A triumph for trastuzumab deruxtecan
“Almost all patients with HER2+ metastatic breast cancer experience disease progression on first-line treatment, requiring transition to a second-line treatment,” Hurvitz said.
Previous interim analysis of the present trial demonstrated a significant improvement in PFS with trastuzumab deruxtecan over trastuzumab emtansine (median not reached vs 6.8 months; HR, 0.28, 95 percent CI, 0.22–0.37; p<0.001), as well as a potential OS benefit, though this latter finding was not statistically significant (HR, 0.55, 95 percent CI, 0.36–0.86; p=0.007). [N Engl J Med 2022;386: 1143-1154]
“Based on the strength of DESTINY-Breast03 efficacy and safety data, trastuzumab deruxtecan is considered the preferred second-line treatment and trastuzumab emtansine is an alternative option [in HER2+ metastatic breast cancer],” said Hurvitz.

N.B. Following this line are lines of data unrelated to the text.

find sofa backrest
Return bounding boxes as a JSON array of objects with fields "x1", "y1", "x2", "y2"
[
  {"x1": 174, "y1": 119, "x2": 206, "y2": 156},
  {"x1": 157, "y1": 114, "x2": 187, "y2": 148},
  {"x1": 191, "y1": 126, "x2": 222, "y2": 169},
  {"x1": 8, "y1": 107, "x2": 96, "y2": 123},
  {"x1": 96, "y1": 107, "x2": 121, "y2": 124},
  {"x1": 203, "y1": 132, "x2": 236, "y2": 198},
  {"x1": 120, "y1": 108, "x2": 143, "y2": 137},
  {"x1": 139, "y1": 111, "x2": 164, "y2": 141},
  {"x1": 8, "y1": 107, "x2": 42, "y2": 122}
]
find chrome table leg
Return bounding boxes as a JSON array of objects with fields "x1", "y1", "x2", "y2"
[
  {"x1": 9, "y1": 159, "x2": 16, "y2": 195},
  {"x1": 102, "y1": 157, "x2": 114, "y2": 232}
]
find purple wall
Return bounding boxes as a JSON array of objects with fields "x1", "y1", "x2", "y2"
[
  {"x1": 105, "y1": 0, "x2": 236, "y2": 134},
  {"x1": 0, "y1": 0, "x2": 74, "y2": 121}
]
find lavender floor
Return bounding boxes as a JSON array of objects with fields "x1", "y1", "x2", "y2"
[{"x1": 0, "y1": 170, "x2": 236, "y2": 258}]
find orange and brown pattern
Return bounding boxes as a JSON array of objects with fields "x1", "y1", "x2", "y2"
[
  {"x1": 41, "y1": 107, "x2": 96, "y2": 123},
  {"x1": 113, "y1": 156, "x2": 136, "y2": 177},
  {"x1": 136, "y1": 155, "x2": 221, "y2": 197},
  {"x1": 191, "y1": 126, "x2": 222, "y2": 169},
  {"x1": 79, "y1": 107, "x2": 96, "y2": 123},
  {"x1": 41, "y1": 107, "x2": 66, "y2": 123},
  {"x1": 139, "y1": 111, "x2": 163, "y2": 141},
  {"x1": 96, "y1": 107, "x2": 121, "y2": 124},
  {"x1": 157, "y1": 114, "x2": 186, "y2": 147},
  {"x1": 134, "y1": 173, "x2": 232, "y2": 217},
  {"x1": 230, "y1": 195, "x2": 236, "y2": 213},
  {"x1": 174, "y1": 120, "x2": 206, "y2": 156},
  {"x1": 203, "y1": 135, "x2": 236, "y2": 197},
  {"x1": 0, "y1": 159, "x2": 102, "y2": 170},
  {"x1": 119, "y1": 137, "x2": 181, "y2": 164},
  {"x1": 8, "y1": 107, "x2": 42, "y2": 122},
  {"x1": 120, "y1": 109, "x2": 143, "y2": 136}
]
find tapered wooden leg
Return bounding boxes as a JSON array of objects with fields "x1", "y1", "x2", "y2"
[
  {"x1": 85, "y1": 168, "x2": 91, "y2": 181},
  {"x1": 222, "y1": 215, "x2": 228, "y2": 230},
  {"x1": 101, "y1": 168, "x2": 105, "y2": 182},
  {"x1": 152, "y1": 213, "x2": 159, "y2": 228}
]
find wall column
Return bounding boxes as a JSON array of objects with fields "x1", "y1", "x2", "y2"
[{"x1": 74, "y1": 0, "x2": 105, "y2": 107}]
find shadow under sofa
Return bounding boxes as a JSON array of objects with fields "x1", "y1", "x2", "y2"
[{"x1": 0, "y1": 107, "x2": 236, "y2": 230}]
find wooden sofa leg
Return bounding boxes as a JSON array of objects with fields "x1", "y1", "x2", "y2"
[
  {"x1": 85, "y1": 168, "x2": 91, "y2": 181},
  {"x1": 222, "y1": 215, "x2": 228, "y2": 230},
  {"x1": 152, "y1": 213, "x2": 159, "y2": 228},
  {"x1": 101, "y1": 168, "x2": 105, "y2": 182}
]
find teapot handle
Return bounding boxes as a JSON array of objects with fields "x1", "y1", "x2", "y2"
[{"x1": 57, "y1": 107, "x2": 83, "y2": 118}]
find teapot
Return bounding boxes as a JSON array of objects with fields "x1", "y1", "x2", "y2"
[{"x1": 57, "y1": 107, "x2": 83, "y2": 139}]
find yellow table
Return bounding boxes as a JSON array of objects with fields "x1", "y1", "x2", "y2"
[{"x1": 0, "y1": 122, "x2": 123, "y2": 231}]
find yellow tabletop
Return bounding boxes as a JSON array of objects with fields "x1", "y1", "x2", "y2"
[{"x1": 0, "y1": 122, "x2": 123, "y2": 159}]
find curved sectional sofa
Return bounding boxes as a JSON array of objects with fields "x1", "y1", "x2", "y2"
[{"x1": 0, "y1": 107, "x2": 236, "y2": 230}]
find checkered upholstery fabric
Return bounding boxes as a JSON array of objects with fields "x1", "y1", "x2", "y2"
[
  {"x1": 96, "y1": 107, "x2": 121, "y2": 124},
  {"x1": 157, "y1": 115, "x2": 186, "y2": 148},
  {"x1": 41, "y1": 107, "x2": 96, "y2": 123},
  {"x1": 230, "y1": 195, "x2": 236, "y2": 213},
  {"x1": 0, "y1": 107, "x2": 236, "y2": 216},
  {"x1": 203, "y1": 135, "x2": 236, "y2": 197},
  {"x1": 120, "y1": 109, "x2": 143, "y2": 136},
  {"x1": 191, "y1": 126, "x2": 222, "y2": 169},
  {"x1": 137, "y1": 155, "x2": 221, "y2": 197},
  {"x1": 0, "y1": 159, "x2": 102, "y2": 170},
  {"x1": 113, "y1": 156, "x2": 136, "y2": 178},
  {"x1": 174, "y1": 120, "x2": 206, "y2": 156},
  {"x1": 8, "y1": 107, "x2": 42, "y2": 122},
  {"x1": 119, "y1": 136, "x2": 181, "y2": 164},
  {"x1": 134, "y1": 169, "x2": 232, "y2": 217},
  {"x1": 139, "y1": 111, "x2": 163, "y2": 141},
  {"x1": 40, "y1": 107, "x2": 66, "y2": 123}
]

“While PFS benefits are important, the gold standard measure of efficacy is OS,” Hurvitz pointed out. “With this OS analysis, we can confirm that the previously demonstrated benefit from trastuzumab deruxtecan in PFS improvement transforms into a statistically significant improvement in OS, a substantial advantage for our patients.”
“In addition, trastuzumab deruxtecan continued to demonstrate a manageable and tolerable safety profile, with similar rates of treatment-related AEs between treatment arms,” she concluded.